Yes, “Socialism or Extinction” Is Exactly the Choice We Face

Extinction Rebellion leaders have dismissed the idea that protests for climate action have anything to do with “socialist ideology.” But refusing to take political positions — and to relate green politics to the interests of the social majority — will reduce environmentalism to an ineffective moral protest.

Extinction Rebellion Hold Heads In The Sand Protest At Nairn

Members of Extinction Rebellion groups hold a demonstration on Central Beach in Nairn, Scotland, July 2020. (Jeff J Mitchell / Getty Images)


This week, another round of high-profile Extinction Rebellion (XR) protests began in Britain. In London, climate activists intend on a ten-day occupation of Parliament Square, as politicians return to vote on the Climate and Ecological Emergency Bill (CEE).

The CEE bill will be moved by Caroline Lucas MP, the Green Party’s sole representative in the House of Commons. It cites two objectives: to “ensure that the UK plays its role in limiting global temperature to 1.5 degrees centigrade” and to “actively conserve the natural world.” The key difference between this bill and other climate emergency motions is that it proposes a Citizens’ Assembly, a consultative group of individuals selected from the general population, with the intention of being representative of the wider citizenry.

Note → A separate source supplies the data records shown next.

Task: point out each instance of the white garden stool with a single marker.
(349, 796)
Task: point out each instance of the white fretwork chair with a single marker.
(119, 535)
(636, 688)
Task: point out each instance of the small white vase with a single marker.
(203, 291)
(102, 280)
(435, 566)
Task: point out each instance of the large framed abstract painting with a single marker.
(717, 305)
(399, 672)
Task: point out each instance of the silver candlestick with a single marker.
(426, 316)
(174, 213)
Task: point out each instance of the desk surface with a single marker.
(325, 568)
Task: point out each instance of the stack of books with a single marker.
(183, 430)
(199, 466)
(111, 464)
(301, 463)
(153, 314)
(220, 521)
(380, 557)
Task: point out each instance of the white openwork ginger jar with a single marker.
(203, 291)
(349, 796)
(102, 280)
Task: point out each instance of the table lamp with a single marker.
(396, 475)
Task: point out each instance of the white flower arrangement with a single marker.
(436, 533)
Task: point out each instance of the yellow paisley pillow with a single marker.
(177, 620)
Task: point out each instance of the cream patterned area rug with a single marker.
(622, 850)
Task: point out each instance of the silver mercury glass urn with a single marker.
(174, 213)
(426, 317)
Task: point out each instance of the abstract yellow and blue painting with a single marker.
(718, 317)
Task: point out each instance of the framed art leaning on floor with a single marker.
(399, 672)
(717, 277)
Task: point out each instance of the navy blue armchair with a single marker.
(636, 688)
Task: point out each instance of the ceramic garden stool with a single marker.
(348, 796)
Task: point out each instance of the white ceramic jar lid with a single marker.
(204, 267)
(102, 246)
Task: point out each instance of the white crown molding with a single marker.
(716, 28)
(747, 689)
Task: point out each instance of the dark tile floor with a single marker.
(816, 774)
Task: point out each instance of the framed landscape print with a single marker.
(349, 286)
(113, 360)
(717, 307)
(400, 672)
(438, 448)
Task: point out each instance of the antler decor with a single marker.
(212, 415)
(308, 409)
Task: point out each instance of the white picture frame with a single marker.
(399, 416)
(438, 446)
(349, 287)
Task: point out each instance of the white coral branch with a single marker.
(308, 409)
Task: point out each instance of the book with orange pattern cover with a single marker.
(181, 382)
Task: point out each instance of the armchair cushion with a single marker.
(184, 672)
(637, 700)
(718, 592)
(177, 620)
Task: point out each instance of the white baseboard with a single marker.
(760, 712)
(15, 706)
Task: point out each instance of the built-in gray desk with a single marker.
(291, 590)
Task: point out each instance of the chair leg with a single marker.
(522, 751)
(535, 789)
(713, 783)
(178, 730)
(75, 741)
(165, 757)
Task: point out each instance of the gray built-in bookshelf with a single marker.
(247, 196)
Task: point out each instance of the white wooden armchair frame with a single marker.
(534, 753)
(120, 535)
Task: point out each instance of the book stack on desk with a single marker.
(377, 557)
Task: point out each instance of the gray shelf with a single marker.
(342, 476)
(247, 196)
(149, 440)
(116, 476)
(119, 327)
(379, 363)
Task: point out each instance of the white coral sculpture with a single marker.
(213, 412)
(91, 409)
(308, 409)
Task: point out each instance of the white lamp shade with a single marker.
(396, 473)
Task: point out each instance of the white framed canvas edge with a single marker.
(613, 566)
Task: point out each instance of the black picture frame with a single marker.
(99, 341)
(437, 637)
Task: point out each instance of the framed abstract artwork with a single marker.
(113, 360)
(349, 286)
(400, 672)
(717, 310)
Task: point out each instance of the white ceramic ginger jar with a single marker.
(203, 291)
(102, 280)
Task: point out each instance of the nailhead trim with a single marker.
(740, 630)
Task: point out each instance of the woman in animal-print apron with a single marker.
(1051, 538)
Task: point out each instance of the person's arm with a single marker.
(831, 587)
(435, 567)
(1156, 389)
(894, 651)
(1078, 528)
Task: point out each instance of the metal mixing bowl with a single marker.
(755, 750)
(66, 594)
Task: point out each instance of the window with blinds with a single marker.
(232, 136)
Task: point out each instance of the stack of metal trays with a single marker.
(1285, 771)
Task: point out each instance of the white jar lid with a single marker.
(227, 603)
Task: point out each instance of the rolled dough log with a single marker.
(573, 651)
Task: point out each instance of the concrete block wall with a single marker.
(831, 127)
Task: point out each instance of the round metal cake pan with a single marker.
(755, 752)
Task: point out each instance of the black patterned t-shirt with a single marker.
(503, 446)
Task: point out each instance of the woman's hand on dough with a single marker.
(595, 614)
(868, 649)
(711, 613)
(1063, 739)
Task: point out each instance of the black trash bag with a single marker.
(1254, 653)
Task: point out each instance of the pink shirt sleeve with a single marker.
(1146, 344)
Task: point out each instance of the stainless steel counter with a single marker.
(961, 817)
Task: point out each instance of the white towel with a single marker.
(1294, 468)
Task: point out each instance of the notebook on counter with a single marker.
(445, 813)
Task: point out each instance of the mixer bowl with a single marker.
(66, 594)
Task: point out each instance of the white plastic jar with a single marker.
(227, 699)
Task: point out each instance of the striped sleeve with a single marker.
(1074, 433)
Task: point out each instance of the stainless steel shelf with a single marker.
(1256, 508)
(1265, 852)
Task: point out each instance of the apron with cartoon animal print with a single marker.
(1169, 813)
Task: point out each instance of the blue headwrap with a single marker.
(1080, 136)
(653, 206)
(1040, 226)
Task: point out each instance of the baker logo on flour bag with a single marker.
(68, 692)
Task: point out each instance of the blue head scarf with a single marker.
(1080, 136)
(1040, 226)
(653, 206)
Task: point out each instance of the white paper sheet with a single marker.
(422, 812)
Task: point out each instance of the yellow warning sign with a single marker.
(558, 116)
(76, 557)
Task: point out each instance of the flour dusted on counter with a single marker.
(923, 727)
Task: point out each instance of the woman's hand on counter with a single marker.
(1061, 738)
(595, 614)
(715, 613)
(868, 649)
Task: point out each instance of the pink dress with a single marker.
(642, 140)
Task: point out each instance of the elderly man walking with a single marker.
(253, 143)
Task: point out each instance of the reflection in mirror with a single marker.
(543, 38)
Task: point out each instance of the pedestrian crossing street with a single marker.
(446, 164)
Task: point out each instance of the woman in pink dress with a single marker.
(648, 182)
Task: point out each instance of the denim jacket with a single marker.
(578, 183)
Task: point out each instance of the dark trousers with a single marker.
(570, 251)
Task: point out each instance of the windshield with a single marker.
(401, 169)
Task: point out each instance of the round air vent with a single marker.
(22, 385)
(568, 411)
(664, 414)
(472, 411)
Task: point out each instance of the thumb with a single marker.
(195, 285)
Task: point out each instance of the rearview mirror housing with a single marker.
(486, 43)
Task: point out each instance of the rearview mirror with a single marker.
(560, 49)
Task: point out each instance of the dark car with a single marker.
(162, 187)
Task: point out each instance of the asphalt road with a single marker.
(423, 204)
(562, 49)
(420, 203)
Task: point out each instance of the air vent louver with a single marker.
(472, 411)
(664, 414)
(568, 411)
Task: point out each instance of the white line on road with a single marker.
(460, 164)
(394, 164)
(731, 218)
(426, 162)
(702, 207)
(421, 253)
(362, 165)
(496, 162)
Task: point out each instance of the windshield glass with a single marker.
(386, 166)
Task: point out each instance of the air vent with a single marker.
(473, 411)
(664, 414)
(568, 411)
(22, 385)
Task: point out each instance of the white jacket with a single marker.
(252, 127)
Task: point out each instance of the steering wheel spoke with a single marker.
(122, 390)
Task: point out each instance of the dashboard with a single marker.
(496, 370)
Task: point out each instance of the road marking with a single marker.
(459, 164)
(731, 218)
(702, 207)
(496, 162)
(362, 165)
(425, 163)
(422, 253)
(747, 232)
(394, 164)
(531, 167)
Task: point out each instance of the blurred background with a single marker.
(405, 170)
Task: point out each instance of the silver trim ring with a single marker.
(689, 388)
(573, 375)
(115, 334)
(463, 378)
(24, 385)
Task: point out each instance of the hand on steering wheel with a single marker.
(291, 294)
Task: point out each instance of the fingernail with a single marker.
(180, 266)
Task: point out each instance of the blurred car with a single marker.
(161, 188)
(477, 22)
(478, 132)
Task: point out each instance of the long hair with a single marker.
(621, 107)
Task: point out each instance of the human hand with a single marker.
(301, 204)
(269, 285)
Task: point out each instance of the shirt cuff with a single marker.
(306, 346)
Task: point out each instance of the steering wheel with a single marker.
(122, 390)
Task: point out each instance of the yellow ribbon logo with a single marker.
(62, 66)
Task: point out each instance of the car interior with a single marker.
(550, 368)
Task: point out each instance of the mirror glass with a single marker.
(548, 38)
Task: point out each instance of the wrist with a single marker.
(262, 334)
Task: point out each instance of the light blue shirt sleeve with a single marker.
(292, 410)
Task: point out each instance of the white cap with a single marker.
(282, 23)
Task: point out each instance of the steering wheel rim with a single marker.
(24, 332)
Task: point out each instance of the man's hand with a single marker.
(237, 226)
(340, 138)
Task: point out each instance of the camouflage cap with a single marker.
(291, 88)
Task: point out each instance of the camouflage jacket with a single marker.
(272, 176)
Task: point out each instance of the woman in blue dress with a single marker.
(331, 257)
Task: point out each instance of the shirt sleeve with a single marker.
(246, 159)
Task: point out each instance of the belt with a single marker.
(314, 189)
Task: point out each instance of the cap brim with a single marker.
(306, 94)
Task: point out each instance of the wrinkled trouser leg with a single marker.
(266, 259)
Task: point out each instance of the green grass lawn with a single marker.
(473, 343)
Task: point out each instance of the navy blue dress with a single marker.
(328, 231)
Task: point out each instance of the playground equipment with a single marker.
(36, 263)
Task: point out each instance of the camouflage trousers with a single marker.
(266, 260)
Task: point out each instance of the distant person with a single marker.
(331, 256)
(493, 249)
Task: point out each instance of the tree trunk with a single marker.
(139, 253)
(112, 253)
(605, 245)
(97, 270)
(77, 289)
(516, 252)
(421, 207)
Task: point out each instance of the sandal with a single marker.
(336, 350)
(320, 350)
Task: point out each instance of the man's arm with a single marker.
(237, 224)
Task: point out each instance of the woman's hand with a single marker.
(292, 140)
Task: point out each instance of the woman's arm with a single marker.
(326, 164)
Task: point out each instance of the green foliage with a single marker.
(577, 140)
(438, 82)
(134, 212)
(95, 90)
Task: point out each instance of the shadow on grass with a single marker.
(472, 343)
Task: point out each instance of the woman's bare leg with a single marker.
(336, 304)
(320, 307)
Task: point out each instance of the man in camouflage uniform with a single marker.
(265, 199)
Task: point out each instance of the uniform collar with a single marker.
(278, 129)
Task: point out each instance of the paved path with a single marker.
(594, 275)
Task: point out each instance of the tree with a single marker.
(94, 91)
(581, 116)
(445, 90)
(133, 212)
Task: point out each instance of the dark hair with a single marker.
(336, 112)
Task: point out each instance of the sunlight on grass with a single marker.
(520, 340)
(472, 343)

The bill warns of a “yellow vest effect,” alluding to a similar initiative in France. There, however, President Emmanuel Macron has accepted just 3 out of the 149 recommendations from a citizens’ commission following the gilets jaunes protests. Although such deliberative democracy has been praised in Ireland, for example — paving the way for its reproductive rights referendum — it contains an assumption that solutions could be found inside the context of our current neoliberal capitalism, so long as the discussion was participatory enough.